Софи оказалась права: белые бриджи и синий сюртук свободно болтались на месте былого пуза. Зато с плечами и высоким жестким воротником все в порядке. Других офицеров было мало, да и те — лейтенанты с одним эполетом, не рискующие произнести ничего кроме «Доброе утро, сэр» в ответ на «Доброе утро, джентльмены». Так что Джек взялся за «Таймс». Газету он открыл наудачу, и в глаза бросилась перепечатанная колонка из «Газетт». Её, как выяснилось, нельзя не перечитать еще раз.
— Капитан Обри, пожалуйста, сэр, — обратился к нему пожилой служитель, и мгновение спустя адмирал Саттерли, сердечно поприветствовав Джека самыми добрыми поздравлениями, рассказывал о текущем состоянии «Дианы»:
— Ее отдали Бушелю для службы в Вест-Индии, в море ей нужно было выйти в следующем месяце. Бушелю предложили командование ополченцами в Норфолке. Это ему неплохо подходит — у его жены там поместье. Есть преимущество для нас, с учетом поджимающего времени — он почти никого не может забрать с собой. Кают-компания полная, есть несколько толковых уоррентов. А вот в мичманской берлоге не хватает опытных помощников штурмана. Тем не менее, по-моему, припасов у него довольно много. Но все еще не хватает шестьдесят-семьдесят матросов, по крайней мере, как я слышал. Вот список всех офицеров. Если желаете внести какие-то изменения, сделаю все, что смогу в то малое время, что есть в нашем распоряжении. Но на вашем месте я воздержался бы от решительных перемен. Они не служили под командованием Бушеля достаточно долго, чтобы ревновать к его понижению, и все знают, кто в первую очередь захватил «Диану», и кому принадлежат естественные права на нее. Изучите список, пока я подпишу письма.
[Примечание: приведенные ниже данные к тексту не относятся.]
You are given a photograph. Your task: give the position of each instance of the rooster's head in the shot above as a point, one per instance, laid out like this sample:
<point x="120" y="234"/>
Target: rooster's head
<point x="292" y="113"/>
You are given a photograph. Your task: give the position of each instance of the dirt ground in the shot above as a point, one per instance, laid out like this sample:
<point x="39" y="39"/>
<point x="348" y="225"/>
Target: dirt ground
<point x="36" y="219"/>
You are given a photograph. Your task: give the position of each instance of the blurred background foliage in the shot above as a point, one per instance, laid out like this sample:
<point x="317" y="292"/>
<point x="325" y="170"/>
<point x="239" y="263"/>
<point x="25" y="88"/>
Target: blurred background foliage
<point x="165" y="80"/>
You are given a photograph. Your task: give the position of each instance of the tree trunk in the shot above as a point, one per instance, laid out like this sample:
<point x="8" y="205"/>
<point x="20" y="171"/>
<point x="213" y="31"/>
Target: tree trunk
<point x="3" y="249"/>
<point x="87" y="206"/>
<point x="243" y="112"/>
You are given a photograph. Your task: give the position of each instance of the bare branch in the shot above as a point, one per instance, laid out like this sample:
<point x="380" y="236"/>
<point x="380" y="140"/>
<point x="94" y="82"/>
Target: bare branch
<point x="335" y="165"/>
Список оказался содержательным, он включал возраст офицеров, места службы и старшинство. В целом — молодежь. Тридцатитрехлетний Джеймс Филдинг оказался самым старшим и по возрасту, и по званию. В море он провел двадцать один год, десять из них — лейтенантом, но большую часть времени на линейных кораблях, блокирующих вражеские порты. Сражений он видел очень мало — к Трафальгару опоздал на неделю: «Канопус» отправляли за свежей водой и провизией в Гибралтар и Тетуан.
Второй лейтенант, Эллиот Бампфилд, очевидно имел огромные связи — его произвели задолго до законного возраста. Но как офицер он почти моря не видел — до этого назначения полученная в бою между «Сильфом» и «Фле» рана держала его на берегу. Третий — молодой Диксон, его Джек знал. Потом следовали хирург Грэхэм, казначей Блай и штурман Уоррен — все служили на уважаемых кораблях. То же касалось главного канонира, плотника и боцмана.
— Что ж, сэр, — озвучил свое мнение Джек, — у меня есть только два замечания. Первое — третий лейтенант — сын офицера, с которым у меня были разногласия на Менорке. Не хочу сказать ничего плохого о молодом человеке, но он в курсе разногласий и встал на сторону отца. Это естественно, без сомнения, но корабельную жизнь омрачит.
— Диксон? Его отца звали Харт, пока он не унаследовал Бивли, как мне помнится, — ответил адмирал, бросив сложный для расшифровки взгляд. Может, понимающий, может, в душе удивленный, может, внутренне неодобряющий. В любом случае, Саттерли очевидно в курсе, что Обри — один из тех, кто наставлял капитану Харту рога в Маоне.
— Именно так, сэр.
— Кого можете предложить взамен?
— Я несколько оторвался от флотских реалий, сэр. Могу ли я обменяться несколькими словами с вашими людьми и узнать, нет ли под рукой кого-нибудь из моих воспитанников?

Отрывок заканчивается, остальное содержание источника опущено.